The config uses the DTensor backend by default, so DTensor LoRA only requires enabling the flag:

uv run examples/run_sft.py policy.dtensor_cfg.lora_cfg.enabled=true

To use the Megatron backend, switch backends and enable the PEFT block:

uv run examples/run_sft.py \
  --config examples/configs/sft.yaml \
  policy.dtensor_cfg.enabled=false \
  policy.megatron_cfg.enabled=true \
  policy.megatron_cfg.peft.enabled=true

See the SFT guide for the full SFT workflow.

GRPO#

GRPO supports LoRA on both backends. Enable the DTensor adapter with:

uv run examples/run_grpo.py policy.dtensor_cfg.lora_cfg.enabled=true

The DTensor GRPO LoRA path uses a merge-weight approach: during generation, LoRA adapter weights are merged into the base linear weights. This improves performance at the cost of a small train/inference mismatch that we consider acceptable. If you require strict train/inference parity, use the split-weight variant branch, which may trade off some performance. For a comparison between merge-weight and split-weight, see PR 1797: Support lora in dtensor grpo workflow by merging weight.

See the GRPO guide for the full GRPO workflow.

DPO#

DPO fully supports LoRA on both the DTensor and Megatron backends, using the same lora_cfg / peft config blocks as SFT and GRPO. There is no dedicated DPO LoRA recipe; enable it on an existing DPO config via an override.
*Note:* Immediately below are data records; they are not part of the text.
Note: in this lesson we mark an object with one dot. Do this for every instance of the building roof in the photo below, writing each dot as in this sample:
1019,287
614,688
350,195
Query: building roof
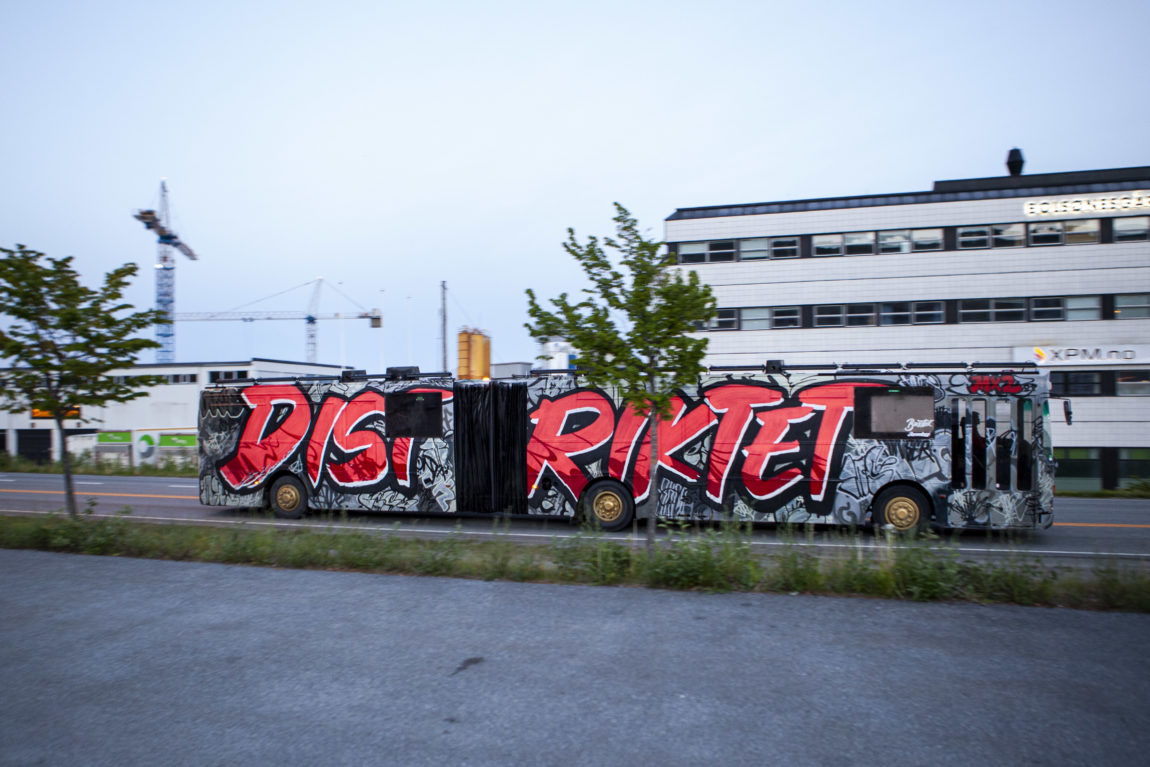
1079,182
For the DTensor backend:

uv run examples/run_dpo.py policy.dtensor_cfg.lora_cfg.enabled=true

For the Megatron backend:

uv run examples/run_dpo.py \
  --config examples/configs/dpo.yaml \
  policy.dtensor_cfg.enabled=false \
  policy.megatron_cfg.enabled=true \
  policy.megatron_cfg.peft.enabled=true

See the DPO guide for the full DPO workflow.

Example Recipes#

Ready-to-run LoRA recipes live under examples/configs/recipes/llm/:

DPO LoRA is supported on both backends but ships no dedicated recipe — enable it on an existing DPO config with the overrides shown in Usage by Algorithm → DPO.

Exporting a LoRA Checkpoint to Hugging Face Format#

After training with LoRA on the Megatron backend, the convert_lora_to_hf.py script supports two export modes:

  • Merged: fold the adapter into the base model and export a single standalone Hugging Face checkpoint for inference or evaluation.

  • Adapter-only: export only the adapter weights in Hugging Face PEFT format, keeping the base model separate (e.g. for use with vLLM’s LoRA support).

See the Checkpointing documentation for full usage details and examples.